Recommended cluster scaling practices | Scalability and performance

Recommended practices for scaling the cluster
Modifying a MachineSet
About MachineHealthChecks
Sample MachineHealthCheck resource
Creating a MachineHealthCheck resource

The guidance in this section is only relevant for installations with cloud provider integration.

Apply the following best practices to scale the number of worker machines in your OpenShift Container Platform cluster. You scale the worker machines by increasing or decreasing the number of replicas that are defined in the worker MachineSet.

Recommended practices for scaling the cluster

When scaling up the cluster to higher node counts:

Spread nodes across all of the available zones for higher availability.
Scale up by no more than 25 to 50 machines at once.
Consider creating new MachineSets in each available zone with alternative instance types of similar size to help mitigate any periodic provider capacity constraints. For example, on AWS, use m5.large and m5d.large.

Cloud providers might implement a quota for API services. Therefore, gradually scale the cluster.

The controller might not be able to create the machines if the replicas in the MachineSets are set to higher numbers all at one time. The number of requests the cloud platform, which OpenShift Container Platform is deployed on top of, is able to handle impacts the process. The controller will start to query more while trying to create, check, and update the machines with the status. The cloud platform on which OpenShift Container Platform is deployed has API request limits and excessive queries might lead to machine creation failures due to cloud platform limitations.

Enable machine health checks when scaling to large node counts. In case of failures, the health checks monitor the condition and automatically repair unhealthy machines.

Modifying a MachineSet

To make changes to a MachineSet, edit the MachineSet YAML. Then, remove all machines associated with the MachineSet by deleting each machine 'or scaling down the MachineSet to 0 replicas. Then, scale the replicas back to the desired number. Changes you make to a MachineSet do not affect existing machines.

If you need to scale a MachineSet without making other changes, you do not need to delete the machines.

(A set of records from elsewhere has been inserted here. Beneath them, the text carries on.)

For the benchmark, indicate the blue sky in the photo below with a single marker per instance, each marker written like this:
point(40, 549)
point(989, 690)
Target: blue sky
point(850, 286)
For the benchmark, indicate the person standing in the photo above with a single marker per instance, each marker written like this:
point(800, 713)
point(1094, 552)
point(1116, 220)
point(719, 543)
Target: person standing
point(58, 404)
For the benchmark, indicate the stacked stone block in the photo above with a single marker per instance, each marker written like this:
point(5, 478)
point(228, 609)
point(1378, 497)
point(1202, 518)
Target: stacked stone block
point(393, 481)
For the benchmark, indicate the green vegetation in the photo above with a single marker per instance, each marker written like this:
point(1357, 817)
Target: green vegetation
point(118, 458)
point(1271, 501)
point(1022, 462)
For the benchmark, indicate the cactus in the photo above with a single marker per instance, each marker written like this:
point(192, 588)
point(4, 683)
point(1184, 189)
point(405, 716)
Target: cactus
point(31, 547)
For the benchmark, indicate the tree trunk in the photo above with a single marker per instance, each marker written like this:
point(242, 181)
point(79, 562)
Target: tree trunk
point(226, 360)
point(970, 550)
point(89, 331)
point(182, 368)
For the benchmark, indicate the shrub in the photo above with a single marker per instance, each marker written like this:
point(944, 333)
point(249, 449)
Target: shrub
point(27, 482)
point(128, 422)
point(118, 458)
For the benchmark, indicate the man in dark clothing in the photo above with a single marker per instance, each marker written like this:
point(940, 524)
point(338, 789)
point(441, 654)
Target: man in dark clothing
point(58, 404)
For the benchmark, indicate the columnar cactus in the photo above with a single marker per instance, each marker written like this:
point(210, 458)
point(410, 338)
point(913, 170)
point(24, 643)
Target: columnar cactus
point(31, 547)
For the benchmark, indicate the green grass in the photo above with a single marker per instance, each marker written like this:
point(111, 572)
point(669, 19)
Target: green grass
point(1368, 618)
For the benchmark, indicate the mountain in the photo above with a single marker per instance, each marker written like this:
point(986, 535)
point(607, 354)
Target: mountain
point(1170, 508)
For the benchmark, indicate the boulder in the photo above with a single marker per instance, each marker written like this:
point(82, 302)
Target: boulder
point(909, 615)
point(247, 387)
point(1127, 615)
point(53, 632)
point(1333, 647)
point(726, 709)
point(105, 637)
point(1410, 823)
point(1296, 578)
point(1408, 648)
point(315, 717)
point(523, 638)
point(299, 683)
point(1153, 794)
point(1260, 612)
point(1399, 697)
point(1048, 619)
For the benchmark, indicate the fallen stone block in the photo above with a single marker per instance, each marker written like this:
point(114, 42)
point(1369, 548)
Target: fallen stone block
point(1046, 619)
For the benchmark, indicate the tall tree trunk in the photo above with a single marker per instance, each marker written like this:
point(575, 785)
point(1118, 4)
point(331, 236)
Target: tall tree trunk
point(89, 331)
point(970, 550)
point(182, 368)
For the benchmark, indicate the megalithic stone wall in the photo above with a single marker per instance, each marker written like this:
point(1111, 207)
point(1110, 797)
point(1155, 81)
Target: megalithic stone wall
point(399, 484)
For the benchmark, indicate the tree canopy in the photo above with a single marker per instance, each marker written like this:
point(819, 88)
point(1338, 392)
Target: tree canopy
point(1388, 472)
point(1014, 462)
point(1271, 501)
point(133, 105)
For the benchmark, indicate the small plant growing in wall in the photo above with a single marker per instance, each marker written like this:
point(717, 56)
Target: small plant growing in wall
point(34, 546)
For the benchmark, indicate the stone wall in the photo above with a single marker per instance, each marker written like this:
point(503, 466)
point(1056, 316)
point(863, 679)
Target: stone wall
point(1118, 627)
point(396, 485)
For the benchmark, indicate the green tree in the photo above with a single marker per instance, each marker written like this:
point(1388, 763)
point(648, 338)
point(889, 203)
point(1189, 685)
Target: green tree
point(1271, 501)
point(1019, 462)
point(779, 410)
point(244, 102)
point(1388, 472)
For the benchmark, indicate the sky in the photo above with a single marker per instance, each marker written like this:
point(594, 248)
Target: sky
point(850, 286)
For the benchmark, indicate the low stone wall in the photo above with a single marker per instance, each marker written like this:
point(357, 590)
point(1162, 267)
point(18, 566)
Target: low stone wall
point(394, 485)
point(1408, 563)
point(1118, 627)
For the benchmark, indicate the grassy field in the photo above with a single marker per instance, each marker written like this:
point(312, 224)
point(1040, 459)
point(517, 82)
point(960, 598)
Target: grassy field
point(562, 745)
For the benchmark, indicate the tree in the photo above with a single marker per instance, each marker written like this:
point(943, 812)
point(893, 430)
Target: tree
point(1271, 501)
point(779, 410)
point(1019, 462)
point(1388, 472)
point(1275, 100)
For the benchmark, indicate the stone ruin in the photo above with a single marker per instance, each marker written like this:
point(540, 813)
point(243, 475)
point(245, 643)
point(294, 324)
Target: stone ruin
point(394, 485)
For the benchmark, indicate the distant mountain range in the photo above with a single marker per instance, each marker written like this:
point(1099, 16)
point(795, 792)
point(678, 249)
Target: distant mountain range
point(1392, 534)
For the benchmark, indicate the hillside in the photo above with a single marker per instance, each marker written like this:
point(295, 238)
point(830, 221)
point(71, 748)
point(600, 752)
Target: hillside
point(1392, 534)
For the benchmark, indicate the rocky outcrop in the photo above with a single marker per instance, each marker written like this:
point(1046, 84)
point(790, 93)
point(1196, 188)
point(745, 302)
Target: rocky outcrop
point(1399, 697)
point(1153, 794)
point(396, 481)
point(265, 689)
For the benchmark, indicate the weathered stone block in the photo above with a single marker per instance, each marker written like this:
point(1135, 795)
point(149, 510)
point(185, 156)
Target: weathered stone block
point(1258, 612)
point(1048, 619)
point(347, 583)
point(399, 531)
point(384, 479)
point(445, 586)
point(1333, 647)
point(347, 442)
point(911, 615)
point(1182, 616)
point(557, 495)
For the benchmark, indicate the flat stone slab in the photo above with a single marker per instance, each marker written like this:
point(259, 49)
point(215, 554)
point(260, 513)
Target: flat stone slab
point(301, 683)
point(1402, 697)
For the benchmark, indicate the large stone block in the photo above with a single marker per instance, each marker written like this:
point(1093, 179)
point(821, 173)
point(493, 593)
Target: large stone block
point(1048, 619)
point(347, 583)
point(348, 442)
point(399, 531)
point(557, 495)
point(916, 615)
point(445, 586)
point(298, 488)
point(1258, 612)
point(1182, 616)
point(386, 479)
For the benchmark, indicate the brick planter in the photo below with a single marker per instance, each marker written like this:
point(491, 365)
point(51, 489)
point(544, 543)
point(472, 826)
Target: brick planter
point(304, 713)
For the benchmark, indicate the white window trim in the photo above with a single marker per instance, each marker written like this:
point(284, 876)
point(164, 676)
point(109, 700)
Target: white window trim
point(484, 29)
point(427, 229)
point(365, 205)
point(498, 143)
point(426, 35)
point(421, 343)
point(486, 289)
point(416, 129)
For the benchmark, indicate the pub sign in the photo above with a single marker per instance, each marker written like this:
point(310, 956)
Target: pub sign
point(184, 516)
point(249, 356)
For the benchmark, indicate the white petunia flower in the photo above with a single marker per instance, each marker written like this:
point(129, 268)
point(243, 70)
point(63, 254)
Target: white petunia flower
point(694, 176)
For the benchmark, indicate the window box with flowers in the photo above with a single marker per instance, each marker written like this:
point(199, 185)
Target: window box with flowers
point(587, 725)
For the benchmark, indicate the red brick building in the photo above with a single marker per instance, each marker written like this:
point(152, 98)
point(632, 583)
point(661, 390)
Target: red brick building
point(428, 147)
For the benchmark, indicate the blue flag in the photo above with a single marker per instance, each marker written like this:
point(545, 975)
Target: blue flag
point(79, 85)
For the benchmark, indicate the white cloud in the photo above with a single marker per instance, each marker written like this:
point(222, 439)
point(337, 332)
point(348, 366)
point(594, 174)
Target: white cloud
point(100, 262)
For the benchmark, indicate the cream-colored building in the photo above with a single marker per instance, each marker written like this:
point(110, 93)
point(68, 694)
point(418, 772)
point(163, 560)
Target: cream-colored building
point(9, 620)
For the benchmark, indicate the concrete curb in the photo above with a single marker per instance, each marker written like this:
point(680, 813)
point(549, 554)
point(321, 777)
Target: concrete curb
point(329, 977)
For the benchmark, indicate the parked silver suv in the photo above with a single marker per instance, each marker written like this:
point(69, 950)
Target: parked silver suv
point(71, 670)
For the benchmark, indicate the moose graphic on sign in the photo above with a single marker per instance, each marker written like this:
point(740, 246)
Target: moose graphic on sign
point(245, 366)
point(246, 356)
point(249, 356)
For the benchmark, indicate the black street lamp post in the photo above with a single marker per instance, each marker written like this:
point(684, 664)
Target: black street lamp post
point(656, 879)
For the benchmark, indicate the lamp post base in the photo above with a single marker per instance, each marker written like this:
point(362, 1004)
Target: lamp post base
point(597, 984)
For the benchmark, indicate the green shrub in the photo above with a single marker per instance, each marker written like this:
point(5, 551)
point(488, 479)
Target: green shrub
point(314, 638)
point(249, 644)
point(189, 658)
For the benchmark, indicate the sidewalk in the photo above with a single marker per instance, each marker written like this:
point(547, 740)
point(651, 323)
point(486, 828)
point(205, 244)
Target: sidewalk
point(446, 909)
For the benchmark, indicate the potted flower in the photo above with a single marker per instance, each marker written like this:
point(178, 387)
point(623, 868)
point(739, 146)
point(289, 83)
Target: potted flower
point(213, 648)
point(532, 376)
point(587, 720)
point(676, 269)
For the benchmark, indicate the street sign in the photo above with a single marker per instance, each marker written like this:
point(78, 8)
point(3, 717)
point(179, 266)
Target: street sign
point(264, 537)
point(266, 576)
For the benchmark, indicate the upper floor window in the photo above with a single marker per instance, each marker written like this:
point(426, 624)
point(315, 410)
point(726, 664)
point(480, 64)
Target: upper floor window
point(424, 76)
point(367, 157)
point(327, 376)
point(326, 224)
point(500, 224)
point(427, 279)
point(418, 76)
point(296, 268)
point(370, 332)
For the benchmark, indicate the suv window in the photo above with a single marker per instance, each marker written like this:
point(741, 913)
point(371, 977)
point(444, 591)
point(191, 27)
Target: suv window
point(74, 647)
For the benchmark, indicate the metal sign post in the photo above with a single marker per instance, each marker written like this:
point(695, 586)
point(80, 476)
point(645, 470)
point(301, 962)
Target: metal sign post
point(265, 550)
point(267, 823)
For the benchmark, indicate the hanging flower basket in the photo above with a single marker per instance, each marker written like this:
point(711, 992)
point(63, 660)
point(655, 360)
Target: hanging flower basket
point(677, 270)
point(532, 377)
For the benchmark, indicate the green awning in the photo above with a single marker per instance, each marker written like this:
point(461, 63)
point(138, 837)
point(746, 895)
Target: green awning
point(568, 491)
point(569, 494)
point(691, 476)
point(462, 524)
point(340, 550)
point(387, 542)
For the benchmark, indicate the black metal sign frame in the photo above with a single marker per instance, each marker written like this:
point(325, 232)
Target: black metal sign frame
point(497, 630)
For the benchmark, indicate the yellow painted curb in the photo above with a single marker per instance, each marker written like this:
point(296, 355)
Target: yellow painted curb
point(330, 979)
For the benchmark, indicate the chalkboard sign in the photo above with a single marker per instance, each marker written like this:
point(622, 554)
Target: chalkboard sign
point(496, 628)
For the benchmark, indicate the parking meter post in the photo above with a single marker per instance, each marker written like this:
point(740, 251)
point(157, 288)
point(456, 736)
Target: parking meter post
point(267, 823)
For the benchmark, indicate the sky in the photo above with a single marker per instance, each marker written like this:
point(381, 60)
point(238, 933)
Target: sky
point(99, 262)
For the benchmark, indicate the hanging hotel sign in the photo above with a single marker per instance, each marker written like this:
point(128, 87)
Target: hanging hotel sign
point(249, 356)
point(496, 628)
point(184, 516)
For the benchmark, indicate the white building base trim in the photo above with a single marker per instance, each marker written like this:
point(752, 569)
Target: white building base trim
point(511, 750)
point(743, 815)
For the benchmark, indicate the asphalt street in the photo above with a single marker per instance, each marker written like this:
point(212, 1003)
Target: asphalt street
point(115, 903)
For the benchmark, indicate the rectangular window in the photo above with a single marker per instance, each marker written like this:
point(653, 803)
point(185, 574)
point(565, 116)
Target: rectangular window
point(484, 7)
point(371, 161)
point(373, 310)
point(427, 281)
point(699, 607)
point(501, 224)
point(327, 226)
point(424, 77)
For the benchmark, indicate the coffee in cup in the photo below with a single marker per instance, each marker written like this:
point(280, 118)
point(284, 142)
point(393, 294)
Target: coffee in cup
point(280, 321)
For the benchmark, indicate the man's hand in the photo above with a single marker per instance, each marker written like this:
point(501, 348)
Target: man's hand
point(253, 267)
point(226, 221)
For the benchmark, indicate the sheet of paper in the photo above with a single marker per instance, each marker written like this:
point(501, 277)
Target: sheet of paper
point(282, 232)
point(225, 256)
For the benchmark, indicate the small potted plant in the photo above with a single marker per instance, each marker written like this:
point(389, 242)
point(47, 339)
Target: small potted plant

By default, the OpenShift Container Platform router pods are deployed on workers. Because the router is required to access some cluster resources, including the web console, do not scale the worker MachineSet to 0 unless you first relocate the router pods.

Prerequisites

Install an OpenShift Container Platform cluster and the oc command line.
Log in to oc as a user with cluster-admin permission.

Procedure

Edit the MachineSet:

$ oc edit machineset <machineset> -n openshift-machine-api

Scale down the MachineSet to 0:

$ oc scale --replicas=0 machineset <machineset> -n openshift-machine-api

Or:

$ oc edit machineset <machineset> -n openshift-machine-api

Wait for the machines to be removed.

Scale up the MachineSet as needed:

$ oc scale --replicas=2 machineset <machineset> -n openshift-machine-api

Or:

$ oc edit machineset <machineset> -n openshift-machine-api

Wait for the machines to start. The new Machines contain changes you made to the Machineset.

About MachineHealthChecks

MachineHealthChecks automatically repairs unhealthy Machines in a particular MachinePool.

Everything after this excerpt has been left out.